# An Introduction to Reinforcement Learning

Think about how you might teach a dog a new trick, like telling it to sit:

- If it performs the trick correctly (it sits), you'll reward it with a treat (positive feedback) ✔️
- If it doesn't sit correctly, it doesn't get a treat (negative feedback) ❌

By continuing to do things that lead to positive outcomes, the dog will learn to sit when it hears the command in order to get its treat. Reinforcement learning is a subdomain of machine learning which involves training an 'agent' (the dog) to learn the correct sequences of actions to take (sitting) on its environment (in response to the command 'sit') in order to maximize its reward (getting a treat).

This can be illustrated more formally as:

![sutton barto rl](https://www.gocoder.one/static/RL-diagram-b3654cd3d5cc0e07a61a214977038f01.png)

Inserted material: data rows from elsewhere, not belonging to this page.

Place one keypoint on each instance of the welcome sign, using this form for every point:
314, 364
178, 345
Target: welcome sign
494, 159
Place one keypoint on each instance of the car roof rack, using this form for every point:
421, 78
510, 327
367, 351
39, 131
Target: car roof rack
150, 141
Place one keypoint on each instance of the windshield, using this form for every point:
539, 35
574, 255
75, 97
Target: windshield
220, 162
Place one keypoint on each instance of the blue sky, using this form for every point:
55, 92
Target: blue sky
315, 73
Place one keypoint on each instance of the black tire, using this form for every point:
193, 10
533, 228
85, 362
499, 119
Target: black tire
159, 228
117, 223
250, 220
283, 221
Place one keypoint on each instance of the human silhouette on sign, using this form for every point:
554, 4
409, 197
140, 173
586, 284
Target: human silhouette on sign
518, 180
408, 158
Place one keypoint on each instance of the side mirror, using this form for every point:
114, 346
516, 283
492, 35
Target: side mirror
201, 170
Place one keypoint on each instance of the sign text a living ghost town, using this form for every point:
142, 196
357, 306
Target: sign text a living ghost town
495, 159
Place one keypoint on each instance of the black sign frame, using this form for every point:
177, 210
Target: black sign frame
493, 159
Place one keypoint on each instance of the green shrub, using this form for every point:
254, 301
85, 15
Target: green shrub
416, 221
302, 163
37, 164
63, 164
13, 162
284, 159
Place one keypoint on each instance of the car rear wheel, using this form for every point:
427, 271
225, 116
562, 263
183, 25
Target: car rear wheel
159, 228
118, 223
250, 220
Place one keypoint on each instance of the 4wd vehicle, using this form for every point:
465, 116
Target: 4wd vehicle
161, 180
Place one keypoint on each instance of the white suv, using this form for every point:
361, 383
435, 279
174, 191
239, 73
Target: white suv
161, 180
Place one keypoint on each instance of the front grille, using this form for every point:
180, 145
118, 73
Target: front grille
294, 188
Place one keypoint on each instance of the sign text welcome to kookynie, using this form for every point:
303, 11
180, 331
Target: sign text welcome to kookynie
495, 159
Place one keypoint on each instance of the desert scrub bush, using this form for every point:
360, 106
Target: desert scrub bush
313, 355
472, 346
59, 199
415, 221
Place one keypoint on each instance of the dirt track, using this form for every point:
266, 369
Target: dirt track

## Key Concepts in Reinforcement Learning

1. **Agent**: The learner or decision maker.
2. **Environment**: The external system with which the agent interacts.
3. **State (s)**: A representation of the current situation of the agent.
4. **Action (a)**: Choices made by the agent that affect the environment.
5. **Reward (r)**: Feedback from the environment based on the action taken.
6. **Policy (π)**: A strategy used by the agent to determine the next action based on the current state.
7. **Value Function (V)**: A function that estimates the expected cumulative reward from a given state.
8. **Q-Value (Q)**: A function that estimates the expected cumulative reward from a given state-action pair.

## Detailed Explanation of Key Concepts

- **Agent**: In RL, the agent is the entity that interacts with the environment to learn optimal behaviors. The agent's goal is to maximize the cumulative reward it receives over time.
- **Environment**: The environment is the external system that the agent interacts with. It provides the agent with states and rewards based on the actions taken.
- **State (s)**: A state is a specific situation or configuration of the environment. The state provides the agent with all the information needed to make a decision.
- **Action (a)**: An action is a specific move or decision made by the agent that affects the state of the environment.
- **Reward (r)**: A reward is a scalar feedback signal received by the agent after taking an action. It indicates how good or bad the action was in the context of the environment.
- **Policy (π)**: A policy is a mapping from states to actions. It defines the agent's behavior at any given time. The policy can be deterministic (specific action for each state) or stochastic (probability distribution over actions for each state).
- **Value Function (V)**: The value function estimates the expected cumulative reward from a given state, following a specific policy. It helps the agent evaluate how good it is to be in a certain state.
- **Q-Value (Q)**: The Q-value (or action-value) function estimates the expected cumulative reward from a given state-action pair. It helps the agent evaluate how good it is to take a certain action in a certain state.

# Q-Learning

Q-learning is a reinforcement learning algorithm that seeks to find the best possible next action given its current state, in order to maximise the reward it receives (the 'Q' in Q-learning stands for quality - i.e. how valuable an action is).

Let's take the following starting state:

![](https://www.gocoder.one/static/start-state-6a115a72f07cea072c28503d3abf9819.png)

Which action (up, down, left, right, pick-up or drop-off) should it take in order to maximise its reward? (_Note: blue = pick-up location and green= drop-off destination_)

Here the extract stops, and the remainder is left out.